# New CAAD9 Build



## DG62 (Jan 18, 2009)

I just completed the build of a CAAD9 frame I purchased, I believe, in late 2007and I wanted to thank forum members for their direct or indirect contributions. Most of the build components were purchased based on the recommendations and advice provided my residents of this forum.

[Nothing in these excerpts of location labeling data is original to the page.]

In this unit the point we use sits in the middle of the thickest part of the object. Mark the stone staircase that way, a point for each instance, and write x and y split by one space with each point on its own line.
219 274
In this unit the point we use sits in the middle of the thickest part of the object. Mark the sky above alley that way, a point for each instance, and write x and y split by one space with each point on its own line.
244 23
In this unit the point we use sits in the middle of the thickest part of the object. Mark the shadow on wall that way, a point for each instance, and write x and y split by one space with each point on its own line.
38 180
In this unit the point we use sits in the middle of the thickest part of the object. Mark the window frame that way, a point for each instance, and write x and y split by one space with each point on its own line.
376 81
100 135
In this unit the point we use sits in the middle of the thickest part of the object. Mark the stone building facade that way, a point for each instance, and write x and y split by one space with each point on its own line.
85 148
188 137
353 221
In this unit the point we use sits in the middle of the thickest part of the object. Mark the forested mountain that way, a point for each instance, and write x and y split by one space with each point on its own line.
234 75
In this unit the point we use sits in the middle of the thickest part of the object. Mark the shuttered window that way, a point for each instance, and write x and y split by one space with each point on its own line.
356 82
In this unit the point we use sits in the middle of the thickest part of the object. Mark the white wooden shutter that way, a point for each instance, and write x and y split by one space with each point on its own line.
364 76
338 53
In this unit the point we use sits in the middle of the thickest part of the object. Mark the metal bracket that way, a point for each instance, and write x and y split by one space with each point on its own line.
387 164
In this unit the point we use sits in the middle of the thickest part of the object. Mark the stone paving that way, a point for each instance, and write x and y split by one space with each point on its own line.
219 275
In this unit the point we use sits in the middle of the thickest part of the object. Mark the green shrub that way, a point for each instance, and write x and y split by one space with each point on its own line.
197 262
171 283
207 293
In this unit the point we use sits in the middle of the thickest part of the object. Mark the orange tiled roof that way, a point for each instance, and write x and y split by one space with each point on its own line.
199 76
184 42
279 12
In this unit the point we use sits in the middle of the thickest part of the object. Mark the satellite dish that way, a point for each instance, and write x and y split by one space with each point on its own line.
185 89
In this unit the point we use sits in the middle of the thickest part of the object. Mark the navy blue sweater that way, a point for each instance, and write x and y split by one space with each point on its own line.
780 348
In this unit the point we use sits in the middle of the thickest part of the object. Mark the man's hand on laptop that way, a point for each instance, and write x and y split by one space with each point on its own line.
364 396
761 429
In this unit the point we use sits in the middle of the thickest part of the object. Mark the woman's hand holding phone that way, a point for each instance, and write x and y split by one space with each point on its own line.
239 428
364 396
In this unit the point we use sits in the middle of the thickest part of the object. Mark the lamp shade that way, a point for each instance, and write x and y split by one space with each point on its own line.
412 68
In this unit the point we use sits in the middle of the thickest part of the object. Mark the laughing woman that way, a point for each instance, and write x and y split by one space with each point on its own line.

I've been away from home for several weeks and didn't get a chance to take it for a ride before I left. But I'm looking forward to returning in a few days to put in an inaugeral ride on the 4th of July weekend.

Build Specifics:
58cm CAAD9 frame
Edge 2.0 fork (45mm)
Campy Chorus 11
Kinlin 30mm rims (20/28)/Sapim cxray spoke/Alchemy ELF/ORC hubs (rruff build)
Time iCLIC Carbon pedals
Thompson X2 stem
Ritchey WCS Logic II bars
Lizard Skin bar tape
Thompson Masterpiece seatpost
Fizik Aliante saddle
Michelin Pro3 race tires
Elite Patao bottle cage

Once again, thanks for the help.

Dave G


----------



## 2cans (Aug 25, 2008)

verry sharp lookin build, i like the campy and the edge fork. it wood be nice to cdale offer a campy build along with a full 3t package .


----------



## dahas325is (Oct 26, 2008)

Looking good and very clean build! :thumbsup:


----------



## skaruda_23 (May 8, 2009)

Gotta love the raw finish aluminum. Nice build! And I like the saddle choice too.


----------



## DG62 (Jan 18, 2009)

Thanks for the compliments. Looking forward to a giving it a ride.

Dave


----------



## sixgears (Apr 1, 2009)

That's one clean build. Good luck with it.


----------